According to Altman (2006), anything deemed a taboo in psychoanalysis constitutes a slippery slope and presents the dilemma of containment. Perhaps politics and political engagement of a graduate student feel too much like a slippery slope (Atlman2006, p. 180) and, thus, is wisely defended against by leaving it outside of the supervisory and training contexts altogether? As a graduate student, I am left wondering whether I have to earn the privilege of a licensed clinician to raise such binarized topics as psychoanalysis and politics (Dimen, 2006). Yet as a person who deeply cares about the impact of politics on personal and patients’ lives, I wish to find space for topics that are uncomfortable, controversial, and, perhaps, slippery.

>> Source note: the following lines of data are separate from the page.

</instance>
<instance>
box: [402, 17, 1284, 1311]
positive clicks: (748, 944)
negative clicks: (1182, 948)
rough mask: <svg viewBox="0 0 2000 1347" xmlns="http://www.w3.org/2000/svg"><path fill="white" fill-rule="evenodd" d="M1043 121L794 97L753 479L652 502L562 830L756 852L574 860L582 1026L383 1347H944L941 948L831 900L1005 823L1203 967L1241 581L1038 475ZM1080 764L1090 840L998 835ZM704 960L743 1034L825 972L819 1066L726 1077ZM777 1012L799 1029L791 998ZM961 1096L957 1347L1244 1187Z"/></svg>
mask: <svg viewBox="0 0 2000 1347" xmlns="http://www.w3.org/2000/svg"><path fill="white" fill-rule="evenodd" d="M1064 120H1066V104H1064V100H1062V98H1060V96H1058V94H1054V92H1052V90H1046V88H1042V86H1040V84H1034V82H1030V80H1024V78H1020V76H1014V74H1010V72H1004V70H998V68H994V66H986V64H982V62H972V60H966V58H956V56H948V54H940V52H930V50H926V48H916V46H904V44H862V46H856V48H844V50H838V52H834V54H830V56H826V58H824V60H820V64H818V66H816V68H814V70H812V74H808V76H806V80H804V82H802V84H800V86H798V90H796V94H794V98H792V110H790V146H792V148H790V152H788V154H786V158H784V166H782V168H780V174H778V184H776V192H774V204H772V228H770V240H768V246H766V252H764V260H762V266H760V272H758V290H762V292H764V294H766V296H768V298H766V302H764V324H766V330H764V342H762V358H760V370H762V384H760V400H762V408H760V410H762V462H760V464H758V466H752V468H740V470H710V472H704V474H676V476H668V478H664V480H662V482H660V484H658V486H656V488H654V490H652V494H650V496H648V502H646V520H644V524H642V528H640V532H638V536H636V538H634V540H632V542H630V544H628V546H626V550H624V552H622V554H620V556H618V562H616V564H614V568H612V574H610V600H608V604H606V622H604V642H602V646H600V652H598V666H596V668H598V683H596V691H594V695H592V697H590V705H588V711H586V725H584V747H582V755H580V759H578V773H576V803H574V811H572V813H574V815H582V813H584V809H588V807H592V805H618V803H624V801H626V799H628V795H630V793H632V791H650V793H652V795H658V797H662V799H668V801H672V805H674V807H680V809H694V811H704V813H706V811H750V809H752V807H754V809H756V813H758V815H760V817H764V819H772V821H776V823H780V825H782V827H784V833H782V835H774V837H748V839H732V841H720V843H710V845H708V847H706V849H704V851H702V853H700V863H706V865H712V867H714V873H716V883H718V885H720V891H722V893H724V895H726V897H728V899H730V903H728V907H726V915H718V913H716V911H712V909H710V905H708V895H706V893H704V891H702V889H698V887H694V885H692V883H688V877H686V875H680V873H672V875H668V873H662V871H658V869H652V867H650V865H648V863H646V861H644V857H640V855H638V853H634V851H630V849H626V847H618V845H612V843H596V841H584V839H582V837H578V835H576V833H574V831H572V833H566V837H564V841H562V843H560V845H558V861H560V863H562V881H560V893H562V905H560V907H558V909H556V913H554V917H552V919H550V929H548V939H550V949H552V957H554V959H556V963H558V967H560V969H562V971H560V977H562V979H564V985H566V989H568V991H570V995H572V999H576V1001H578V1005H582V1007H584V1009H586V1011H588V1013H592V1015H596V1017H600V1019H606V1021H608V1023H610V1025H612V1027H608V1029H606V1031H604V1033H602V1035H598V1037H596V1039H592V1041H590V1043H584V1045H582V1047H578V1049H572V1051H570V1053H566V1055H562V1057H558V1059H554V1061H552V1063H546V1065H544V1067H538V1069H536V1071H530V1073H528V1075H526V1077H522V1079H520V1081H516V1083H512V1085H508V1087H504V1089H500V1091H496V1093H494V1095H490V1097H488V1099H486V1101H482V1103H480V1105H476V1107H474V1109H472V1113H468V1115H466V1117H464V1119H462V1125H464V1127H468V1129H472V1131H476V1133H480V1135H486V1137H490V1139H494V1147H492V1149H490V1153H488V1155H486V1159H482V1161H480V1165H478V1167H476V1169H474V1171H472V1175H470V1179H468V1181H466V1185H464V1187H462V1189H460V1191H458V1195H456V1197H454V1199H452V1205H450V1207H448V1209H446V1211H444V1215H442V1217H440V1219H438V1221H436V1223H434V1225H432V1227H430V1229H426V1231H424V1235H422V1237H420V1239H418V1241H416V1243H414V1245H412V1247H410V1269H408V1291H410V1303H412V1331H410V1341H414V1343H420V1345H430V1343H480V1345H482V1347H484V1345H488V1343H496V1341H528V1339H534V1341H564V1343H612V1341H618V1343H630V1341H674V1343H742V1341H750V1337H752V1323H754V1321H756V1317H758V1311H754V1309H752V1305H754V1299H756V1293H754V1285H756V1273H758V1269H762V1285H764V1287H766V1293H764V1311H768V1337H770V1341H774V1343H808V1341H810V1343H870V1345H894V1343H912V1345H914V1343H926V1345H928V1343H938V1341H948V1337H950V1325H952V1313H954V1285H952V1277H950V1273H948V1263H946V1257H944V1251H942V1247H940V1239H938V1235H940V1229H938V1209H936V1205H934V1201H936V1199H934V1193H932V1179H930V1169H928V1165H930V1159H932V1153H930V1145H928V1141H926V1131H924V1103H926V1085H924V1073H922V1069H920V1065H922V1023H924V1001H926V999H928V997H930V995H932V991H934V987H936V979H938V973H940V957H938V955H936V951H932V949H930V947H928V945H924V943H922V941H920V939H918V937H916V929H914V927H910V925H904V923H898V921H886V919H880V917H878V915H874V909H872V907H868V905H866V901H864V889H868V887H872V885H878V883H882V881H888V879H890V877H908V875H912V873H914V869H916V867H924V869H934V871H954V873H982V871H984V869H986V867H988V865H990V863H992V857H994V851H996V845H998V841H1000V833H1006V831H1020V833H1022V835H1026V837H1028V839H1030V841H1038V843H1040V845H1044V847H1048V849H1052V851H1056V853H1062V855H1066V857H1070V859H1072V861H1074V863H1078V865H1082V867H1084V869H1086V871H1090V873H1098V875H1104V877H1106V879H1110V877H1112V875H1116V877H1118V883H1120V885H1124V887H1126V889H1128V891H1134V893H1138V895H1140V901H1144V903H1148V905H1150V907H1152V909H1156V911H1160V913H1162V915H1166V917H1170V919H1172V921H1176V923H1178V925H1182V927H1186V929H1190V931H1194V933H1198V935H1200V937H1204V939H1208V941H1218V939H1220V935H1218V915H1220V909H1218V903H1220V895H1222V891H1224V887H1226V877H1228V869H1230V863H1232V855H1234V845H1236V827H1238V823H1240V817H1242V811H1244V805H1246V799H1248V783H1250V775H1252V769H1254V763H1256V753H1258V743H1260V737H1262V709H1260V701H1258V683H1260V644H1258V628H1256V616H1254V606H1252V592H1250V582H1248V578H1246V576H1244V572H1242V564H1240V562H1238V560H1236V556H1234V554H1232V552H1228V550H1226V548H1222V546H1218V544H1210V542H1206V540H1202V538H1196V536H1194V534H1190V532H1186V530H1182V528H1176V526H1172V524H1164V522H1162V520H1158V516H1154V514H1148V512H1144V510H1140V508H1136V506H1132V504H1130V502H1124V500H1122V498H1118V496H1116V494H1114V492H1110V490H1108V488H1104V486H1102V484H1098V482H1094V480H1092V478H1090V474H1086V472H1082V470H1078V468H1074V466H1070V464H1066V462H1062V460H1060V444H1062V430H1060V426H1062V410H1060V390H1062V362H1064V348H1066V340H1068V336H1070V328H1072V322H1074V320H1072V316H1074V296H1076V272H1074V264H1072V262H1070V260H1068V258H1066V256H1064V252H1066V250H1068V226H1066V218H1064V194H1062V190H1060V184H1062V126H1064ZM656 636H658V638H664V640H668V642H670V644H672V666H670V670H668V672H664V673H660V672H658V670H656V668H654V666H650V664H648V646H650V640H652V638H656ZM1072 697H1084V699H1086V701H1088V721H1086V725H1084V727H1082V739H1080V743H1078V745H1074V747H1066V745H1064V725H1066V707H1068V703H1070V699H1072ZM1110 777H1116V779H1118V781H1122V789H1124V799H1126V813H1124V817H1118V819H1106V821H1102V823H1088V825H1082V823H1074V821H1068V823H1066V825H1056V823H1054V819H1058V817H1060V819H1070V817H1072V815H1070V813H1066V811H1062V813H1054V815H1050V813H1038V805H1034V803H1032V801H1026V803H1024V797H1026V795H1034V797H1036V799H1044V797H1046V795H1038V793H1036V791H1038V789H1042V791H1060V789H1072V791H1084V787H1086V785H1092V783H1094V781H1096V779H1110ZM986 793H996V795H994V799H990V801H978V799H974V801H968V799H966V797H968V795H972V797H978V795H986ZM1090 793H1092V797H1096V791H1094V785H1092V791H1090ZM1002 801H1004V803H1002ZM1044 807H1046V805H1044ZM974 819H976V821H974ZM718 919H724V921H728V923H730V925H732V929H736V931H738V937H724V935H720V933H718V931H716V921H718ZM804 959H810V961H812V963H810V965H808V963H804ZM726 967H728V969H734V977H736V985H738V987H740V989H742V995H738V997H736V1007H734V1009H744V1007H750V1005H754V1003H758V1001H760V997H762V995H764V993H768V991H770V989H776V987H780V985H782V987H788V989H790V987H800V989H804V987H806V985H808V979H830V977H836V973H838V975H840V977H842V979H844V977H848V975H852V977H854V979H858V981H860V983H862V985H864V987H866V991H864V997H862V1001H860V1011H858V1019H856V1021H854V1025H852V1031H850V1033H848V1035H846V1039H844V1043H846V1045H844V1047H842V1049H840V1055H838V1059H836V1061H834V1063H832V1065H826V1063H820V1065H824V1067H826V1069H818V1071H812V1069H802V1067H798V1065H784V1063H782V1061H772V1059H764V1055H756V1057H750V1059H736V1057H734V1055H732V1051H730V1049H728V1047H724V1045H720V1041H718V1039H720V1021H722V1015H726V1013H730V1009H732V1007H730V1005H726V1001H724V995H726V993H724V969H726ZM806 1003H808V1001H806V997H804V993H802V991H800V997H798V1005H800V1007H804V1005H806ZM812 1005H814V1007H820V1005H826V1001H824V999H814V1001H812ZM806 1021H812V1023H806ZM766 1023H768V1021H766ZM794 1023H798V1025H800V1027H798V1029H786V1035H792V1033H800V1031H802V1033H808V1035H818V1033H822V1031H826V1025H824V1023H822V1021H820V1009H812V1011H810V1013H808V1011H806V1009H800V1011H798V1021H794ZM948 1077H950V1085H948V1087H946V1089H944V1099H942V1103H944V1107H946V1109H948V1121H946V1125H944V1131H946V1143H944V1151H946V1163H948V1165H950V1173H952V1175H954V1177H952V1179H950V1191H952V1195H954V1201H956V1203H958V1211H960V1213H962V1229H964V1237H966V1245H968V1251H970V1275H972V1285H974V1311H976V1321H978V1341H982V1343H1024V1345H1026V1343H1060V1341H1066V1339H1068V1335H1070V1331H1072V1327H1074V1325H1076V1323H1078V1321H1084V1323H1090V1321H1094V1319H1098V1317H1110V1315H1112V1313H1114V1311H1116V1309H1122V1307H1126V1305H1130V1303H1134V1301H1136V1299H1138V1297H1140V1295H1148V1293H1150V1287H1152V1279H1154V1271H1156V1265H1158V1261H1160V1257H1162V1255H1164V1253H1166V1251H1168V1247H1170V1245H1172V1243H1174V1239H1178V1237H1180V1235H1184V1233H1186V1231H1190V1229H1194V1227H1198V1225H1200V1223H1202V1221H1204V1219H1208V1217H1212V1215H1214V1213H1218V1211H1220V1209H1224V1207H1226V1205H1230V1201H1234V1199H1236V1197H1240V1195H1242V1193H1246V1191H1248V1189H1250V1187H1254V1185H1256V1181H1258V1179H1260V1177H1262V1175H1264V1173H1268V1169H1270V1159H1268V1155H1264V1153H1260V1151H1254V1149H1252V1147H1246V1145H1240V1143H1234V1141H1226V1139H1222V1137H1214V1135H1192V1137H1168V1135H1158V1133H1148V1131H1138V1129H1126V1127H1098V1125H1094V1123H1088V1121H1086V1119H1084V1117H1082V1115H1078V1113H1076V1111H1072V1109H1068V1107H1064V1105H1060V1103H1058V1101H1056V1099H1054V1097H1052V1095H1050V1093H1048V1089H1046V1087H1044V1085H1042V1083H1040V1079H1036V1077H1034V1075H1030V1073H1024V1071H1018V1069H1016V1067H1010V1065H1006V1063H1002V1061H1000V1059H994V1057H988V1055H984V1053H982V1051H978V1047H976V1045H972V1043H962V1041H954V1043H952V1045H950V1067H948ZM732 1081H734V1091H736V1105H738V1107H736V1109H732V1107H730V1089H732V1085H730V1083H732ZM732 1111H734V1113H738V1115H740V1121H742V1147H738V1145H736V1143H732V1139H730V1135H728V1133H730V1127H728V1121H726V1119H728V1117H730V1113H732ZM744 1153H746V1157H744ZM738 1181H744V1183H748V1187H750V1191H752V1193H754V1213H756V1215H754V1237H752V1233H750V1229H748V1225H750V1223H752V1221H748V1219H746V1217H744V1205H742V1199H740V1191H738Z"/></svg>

As my many mentors, supervisors, and professors have frequently reminded me at challenging times of graduate school struggles, the license will be mine to claim one of those days. It will be the privilege that I will have rightfully earned, the signifier of a clinical and professional status. Will my sense of the freedom to speak on sociocultural and political issues with my colleagues and those who will then be my own supervisees, have increased? Will the powerful signifier of a licensed clinician will strengthen my voice and enable me to offer my unique perspectives to the psychoanalytic field that has marked by complexities, differing theoretical perspectives, and a multitude of gray areas? I certainly hope so. In my vision of myself as a licensed psychologist, I want to leave room for the memories of my current struggles and challenges so that I can make space for challenges and struggles of those who are just joining the field. I hope to welcome their reservations, their questioning, and their choices to speak or be silent. Most of all, I hope to be able to find and share bridges between what I have experienced as gaps between outside, the political and sociocultural, and the inside, the personal, professional, and clinical.